Gelet op het voorgaande is de door [gedaagde] gevorderde hoofdsom van € 170,00 toewijsbaar. Ook de wettelijke rente daarover is toewijsbaar. Vast staat dat [eiseres] de factuur van 2 februari 2016 heeft ontvangen, en niet tijdig heeft betaald. Ook moet worden aangenomen dat [eiseres] met de betaling in verzuim is gekomen. Anders dan [eiseres] betoogt, neemt de kantonrechter als vaststaand aan dat zij de door [gedaagde] en later zijn incassogemachtigde verzonden betalingsherinneringen en sommaties heeft ontvangen. [gedaagde] heeft e-mails van [eiseres] overgelegd waaruit dit blijkt.

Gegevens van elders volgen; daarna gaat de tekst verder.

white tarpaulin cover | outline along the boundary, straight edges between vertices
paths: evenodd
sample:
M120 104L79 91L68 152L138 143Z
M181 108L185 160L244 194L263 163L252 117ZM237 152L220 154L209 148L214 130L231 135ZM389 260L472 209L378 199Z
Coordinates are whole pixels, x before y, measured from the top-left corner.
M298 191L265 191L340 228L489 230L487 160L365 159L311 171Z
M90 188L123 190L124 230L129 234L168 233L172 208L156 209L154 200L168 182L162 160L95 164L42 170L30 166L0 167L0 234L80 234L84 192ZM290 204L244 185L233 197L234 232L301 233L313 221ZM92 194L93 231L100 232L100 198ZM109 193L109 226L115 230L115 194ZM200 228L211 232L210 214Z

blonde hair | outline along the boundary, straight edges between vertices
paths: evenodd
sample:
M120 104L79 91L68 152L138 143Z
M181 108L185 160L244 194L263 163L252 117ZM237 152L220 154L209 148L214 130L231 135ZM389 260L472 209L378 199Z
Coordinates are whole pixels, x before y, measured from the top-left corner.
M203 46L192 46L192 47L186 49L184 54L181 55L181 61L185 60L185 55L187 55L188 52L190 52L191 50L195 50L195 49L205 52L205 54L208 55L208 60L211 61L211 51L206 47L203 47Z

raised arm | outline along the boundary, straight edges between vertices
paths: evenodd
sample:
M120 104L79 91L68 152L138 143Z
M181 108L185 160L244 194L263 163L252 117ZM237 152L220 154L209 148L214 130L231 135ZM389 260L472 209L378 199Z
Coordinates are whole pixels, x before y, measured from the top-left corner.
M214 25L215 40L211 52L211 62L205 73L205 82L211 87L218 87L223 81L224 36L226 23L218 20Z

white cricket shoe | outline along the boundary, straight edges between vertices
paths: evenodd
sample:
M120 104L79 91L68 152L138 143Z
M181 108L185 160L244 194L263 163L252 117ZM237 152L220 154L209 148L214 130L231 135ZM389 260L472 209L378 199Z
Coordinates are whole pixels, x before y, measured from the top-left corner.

Zo stuurt [eiseres] op 19 juni 2016 een e-mail aan GGN, onder vermelding van het dossiernummer dat GGN heeft vermeld in een op 17 juni 2016 aan [eiseres] gezonden aanmaning. Vervolgens heeft GGN in een e-mail van 5 juli 2016 de door [eiseres] aangevoerde bezwaren afgewezen, en haar opnieuw tot betaling gemaand. Diezelfde dag heeft [eiseres] hierop gereageerd. In reactie op de aanmaning van GGN van 27 juli 2016 volgt op 28 juli 2016 een e-mail van [eiseres] . De op 10 augustus 2016 door GGN aan [eiseres] gezonden aanmaning is retour afzender gekomen, zo blijkt uit de onweersproken retourenvelop die door [gedaagde] is overgelegd. Tegen de rente zoals [gedaagde] die in de inleidende dagvaarding heeft berekend (€ 11,84), en die in het verstekvonnis is toegewezen, heeft [eiseres] geen verweer gevoerd.
4.7.
Ook het door [gedaagde] gevorderde bedrag van € 48,40 voor buitengerechtelijke incassokosten is toewijsbaar, omdat [gedaagde] aan [eiseres] een aanmaning heeft gestuurd die voldoet aan de eisen van artikel 6:96 lid 6 van het Burgerlijk Wetboek zoals die destijds golden.
4.8.
De conclusie is dat het verzet ongegrond is en dat het verstekvonnis zal worden bevestigd.
4.9.
[eiseres] zal als de in het ongelijk gestelde partij veroordeeld worden in de kosten van de verzetprocedure.

5.De beslissing

De kantonrechter:
5.1.
verklaart het verzet ongegrond en bevestigt het verstekvonnis van 9 oktober 2019;
5.2.
veroordeelt [eiseres] tot betaling van de proceskosten, die tot en met vandaag voor [gedaagde] worden vastgesteld op een bedrag van € 37,00 aan salaris van de gemachtigde van [gedaagde] ;
5.3.
verklaart dit vonnis uitvoerbaar bij voorraad.
Dit vonnis is gewezen door mr. B. Voogd en op bovengenoemde datum in het openbaar uitgesproken in aanwezigheid van de griffier.